Lorsqu’une preuve médicale est présentée devant la CLP, le commissaire doit justifier les raisons pour lesquelles une telle preuve doit être rejetée. Il s’agit là d’un droit fondamental pour toutes les parties devant la CLP.

Enfin, si une première décision est attaquée, l’affaire Harvey rappelle que le commissaire qui prononce son invalidité ne peut émettre une ordonnance pour la prolonger jusqu’à ce que l’affaire soit de nouveau décidée.

Marie-Claude Perreault, CRIA, avocate associée et Vicky Lemelin, avocate du cabinet Lavery, de Billy en collaboration avec Sophie Prégent, étudiante

Source : VigieRT, numéro 15, février 2007.


1 Harvey et Brasserie Labatt ltée, C.L.P. 246947-02-0410, 22/01/07, AZ-50412263;
2 Id., 3;
3 Loi sur les accidents du travail et les maladies professionnelles, L.R.Q., c.

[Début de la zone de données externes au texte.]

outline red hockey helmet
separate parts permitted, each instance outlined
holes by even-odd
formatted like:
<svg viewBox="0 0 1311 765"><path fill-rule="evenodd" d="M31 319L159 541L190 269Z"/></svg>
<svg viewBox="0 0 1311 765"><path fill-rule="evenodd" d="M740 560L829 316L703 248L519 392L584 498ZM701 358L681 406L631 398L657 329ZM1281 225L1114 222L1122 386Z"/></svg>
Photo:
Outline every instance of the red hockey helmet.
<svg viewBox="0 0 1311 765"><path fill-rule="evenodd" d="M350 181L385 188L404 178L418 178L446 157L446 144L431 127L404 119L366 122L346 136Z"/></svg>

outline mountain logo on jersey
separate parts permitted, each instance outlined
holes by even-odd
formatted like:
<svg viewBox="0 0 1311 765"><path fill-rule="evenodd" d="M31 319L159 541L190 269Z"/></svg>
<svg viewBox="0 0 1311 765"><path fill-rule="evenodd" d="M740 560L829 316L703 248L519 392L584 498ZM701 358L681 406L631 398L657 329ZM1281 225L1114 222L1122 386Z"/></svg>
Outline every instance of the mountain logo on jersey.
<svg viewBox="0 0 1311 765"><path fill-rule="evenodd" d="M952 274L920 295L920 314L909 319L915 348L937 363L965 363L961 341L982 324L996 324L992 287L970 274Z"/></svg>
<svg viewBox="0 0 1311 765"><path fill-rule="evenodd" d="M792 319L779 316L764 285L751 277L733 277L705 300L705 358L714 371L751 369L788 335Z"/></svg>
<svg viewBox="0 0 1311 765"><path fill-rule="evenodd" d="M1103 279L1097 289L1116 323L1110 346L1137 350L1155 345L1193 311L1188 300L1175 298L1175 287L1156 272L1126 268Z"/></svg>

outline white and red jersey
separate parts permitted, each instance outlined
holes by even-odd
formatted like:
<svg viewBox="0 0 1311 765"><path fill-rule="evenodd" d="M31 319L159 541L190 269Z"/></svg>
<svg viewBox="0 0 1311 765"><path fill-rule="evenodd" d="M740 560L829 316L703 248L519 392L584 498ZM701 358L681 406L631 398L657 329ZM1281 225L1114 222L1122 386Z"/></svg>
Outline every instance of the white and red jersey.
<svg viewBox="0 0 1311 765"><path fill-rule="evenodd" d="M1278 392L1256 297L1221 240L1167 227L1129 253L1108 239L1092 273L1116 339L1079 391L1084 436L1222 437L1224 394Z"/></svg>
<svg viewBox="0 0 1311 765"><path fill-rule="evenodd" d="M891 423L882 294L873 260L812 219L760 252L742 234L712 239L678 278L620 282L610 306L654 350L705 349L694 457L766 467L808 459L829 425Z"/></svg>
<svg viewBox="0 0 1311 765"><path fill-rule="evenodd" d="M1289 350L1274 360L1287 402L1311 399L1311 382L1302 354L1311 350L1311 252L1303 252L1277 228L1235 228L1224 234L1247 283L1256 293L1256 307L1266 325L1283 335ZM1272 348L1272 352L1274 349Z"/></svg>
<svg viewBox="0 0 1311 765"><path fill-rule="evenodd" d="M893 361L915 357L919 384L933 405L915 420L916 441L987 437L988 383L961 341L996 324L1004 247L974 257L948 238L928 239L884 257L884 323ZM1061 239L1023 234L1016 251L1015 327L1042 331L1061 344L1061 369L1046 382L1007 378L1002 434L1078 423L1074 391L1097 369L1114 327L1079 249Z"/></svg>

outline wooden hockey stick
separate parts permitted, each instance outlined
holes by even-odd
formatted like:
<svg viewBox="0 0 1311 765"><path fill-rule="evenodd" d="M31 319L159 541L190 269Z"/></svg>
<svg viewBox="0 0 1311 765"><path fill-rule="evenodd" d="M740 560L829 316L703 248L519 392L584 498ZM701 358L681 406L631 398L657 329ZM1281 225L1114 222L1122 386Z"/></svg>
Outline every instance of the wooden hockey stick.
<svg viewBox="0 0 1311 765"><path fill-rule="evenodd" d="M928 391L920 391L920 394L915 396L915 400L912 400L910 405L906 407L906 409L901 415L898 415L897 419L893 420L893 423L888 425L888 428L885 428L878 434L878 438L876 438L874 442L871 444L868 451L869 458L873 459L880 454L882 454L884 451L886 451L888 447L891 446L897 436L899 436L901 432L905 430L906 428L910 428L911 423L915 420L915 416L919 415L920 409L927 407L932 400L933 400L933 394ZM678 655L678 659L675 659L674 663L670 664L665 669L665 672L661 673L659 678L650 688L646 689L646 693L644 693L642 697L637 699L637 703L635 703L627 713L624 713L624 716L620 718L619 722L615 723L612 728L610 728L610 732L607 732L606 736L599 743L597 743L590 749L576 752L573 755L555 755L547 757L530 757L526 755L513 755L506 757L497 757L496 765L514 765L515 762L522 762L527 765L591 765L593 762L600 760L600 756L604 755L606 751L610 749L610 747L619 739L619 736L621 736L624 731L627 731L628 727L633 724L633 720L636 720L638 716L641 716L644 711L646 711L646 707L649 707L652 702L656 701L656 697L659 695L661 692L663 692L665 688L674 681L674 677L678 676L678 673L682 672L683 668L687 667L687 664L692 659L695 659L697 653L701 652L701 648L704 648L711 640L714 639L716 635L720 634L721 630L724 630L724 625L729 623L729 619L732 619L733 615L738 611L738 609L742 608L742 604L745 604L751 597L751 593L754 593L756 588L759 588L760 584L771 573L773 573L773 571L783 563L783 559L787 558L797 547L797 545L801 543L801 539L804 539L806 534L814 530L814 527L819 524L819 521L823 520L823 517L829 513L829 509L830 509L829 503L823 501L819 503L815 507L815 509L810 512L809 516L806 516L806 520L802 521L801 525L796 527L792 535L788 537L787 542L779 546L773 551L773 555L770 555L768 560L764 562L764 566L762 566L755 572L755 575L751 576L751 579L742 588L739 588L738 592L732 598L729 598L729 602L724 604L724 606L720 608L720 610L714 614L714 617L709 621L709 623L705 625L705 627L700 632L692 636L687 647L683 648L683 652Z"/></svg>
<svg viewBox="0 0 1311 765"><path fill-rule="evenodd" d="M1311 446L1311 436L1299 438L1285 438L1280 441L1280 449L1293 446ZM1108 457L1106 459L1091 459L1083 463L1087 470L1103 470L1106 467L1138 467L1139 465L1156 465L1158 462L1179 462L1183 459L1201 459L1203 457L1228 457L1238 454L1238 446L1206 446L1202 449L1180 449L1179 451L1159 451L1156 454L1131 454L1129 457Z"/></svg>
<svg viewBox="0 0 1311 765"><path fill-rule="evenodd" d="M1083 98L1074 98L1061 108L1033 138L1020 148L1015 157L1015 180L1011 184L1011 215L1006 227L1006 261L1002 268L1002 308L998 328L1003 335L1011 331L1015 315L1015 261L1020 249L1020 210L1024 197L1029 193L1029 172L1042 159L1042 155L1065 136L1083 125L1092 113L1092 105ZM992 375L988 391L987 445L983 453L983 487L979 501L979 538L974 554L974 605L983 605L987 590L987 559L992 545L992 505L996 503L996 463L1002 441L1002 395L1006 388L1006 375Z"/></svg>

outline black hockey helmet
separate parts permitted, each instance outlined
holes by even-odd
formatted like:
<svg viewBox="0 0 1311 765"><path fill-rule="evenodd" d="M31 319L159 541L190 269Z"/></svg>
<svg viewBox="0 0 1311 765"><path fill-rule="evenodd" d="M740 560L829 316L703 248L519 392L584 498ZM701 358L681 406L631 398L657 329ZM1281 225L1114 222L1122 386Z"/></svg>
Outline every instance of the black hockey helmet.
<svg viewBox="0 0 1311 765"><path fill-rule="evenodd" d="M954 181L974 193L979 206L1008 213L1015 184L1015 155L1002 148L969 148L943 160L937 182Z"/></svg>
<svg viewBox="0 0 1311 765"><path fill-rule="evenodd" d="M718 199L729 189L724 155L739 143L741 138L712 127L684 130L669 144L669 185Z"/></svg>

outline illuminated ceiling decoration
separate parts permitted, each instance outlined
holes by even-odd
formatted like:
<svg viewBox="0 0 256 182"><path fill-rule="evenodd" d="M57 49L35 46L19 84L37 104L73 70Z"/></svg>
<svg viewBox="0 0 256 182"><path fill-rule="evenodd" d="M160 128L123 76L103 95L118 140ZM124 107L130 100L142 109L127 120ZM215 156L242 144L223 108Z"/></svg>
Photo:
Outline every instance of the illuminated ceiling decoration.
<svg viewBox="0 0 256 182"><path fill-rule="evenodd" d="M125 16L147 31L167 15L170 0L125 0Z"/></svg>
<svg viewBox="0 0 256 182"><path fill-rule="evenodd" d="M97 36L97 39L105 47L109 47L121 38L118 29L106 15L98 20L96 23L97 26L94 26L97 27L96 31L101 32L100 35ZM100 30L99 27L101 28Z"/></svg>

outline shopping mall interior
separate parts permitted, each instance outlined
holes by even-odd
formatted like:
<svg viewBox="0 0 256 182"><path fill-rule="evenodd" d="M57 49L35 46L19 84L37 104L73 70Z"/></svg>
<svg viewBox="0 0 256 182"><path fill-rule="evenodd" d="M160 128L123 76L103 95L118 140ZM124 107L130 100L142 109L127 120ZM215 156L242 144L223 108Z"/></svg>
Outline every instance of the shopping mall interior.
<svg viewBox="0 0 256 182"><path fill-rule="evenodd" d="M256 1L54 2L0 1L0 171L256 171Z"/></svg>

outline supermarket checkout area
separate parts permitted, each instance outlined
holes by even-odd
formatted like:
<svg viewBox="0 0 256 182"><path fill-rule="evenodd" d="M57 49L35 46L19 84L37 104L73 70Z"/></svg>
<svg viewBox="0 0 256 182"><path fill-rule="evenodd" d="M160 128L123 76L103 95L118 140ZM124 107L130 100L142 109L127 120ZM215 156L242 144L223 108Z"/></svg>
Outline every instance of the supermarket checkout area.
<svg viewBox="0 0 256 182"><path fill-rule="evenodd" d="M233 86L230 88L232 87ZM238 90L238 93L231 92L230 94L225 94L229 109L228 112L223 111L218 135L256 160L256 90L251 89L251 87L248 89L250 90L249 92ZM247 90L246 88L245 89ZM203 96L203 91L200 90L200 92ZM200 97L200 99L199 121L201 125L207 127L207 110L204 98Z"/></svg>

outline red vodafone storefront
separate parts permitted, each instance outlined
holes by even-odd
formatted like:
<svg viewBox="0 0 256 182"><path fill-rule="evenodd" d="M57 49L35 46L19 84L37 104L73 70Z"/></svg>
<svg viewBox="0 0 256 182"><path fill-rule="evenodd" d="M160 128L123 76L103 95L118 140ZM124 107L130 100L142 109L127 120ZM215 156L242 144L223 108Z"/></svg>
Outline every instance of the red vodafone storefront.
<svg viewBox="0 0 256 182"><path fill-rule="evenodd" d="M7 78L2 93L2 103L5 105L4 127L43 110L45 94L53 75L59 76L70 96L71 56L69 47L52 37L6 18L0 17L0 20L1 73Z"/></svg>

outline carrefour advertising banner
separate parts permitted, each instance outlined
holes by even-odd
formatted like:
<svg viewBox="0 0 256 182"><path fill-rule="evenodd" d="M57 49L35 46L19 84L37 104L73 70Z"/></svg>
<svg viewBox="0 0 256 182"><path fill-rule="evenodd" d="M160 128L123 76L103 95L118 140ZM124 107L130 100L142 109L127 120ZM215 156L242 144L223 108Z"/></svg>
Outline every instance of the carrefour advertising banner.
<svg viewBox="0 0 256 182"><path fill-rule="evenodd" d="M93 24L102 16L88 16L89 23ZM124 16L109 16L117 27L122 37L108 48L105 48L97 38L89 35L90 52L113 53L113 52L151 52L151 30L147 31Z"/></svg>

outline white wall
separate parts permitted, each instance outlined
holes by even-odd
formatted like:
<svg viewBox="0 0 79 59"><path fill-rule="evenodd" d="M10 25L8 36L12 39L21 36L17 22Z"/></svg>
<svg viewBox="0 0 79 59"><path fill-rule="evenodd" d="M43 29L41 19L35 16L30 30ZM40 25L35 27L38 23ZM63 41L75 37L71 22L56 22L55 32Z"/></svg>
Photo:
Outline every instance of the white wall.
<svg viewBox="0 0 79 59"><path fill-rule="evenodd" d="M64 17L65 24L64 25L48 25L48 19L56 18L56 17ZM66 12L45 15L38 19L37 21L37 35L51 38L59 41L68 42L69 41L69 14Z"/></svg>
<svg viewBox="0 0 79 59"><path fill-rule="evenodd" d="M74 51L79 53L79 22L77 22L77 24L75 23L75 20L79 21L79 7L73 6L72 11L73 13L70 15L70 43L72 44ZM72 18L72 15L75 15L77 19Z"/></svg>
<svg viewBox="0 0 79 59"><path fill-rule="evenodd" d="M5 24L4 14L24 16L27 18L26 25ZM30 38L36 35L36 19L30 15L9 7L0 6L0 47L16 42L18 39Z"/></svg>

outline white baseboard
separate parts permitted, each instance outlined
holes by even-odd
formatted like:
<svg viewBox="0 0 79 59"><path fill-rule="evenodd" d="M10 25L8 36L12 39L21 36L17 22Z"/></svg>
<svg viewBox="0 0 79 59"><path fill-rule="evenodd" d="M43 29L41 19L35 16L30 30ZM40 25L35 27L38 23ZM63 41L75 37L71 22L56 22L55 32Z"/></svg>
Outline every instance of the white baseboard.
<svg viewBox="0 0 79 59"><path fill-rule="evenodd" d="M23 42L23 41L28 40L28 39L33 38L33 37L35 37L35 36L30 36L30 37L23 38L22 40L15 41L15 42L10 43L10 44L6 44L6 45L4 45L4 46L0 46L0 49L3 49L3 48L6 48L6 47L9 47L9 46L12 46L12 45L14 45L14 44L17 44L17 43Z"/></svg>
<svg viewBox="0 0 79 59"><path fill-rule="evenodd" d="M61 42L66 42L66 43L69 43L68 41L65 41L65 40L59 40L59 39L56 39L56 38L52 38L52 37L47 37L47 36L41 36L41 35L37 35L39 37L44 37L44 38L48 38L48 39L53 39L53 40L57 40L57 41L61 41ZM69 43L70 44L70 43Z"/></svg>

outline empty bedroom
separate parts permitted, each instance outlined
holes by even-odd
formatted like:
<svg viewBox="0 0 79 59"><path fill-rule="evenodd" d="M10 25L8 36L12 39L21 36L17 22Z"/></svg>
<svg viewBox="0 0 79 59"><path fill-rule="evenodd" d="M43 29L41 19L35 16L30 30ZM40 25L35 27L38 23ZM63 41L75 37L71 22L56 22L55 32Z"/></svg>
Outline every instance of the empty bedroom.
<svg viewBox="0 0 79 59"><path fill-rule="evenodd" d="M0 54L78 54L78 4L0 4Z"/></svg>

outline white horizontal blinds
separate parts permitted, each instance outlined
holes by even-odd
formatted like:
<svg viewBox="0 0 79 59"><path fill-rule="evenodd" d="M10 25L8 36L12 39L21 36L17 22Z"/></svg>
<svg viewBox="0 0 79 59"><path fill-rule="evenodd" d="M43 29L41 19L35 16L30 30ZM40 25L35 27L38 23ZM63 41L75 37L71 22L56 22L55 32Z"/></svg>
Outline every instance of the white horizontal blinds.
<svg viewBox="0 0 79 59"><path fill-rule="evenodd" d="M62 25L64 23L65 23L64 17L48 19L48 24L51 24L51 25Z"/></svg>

A-3.001, ci-après « L.A.T.M.P. »;
4 Harvey et Brasserie Labatt ltée, précitée, note 1, 4;
5 Id., 6;
6 Id., 3;
7 Id.;
8 Id., 8;
9 Id.;
10 Emballage Workman inc. (Multisac) et Martinez et CSST, [2002] C.L.P. 139;
11 Id., 146;
12 Id., 145;
13 Thifaultet Commission des lésions professionnelles et CSST, [2000] C.L.P. 814;
14 Id., 820;
15 Harvey et Brasserie Labatt ltée, précitée, note 1, 8;
16 Id., 9;
17 Giben Canada inc. et Industries Okaply ltée, [2004] C.L.P.929;
18 Id., 932;
19 Id., 933;
20 Jean et Service entretien Distinction inc., C.L.P. 155009-71-0102-R, 26 novembre 2004, B. Roy;
21 Id., 2;
22 Hopourian et Aérocar Canada ltée, [1989] C.A.L.P. 1056, à la page 1059.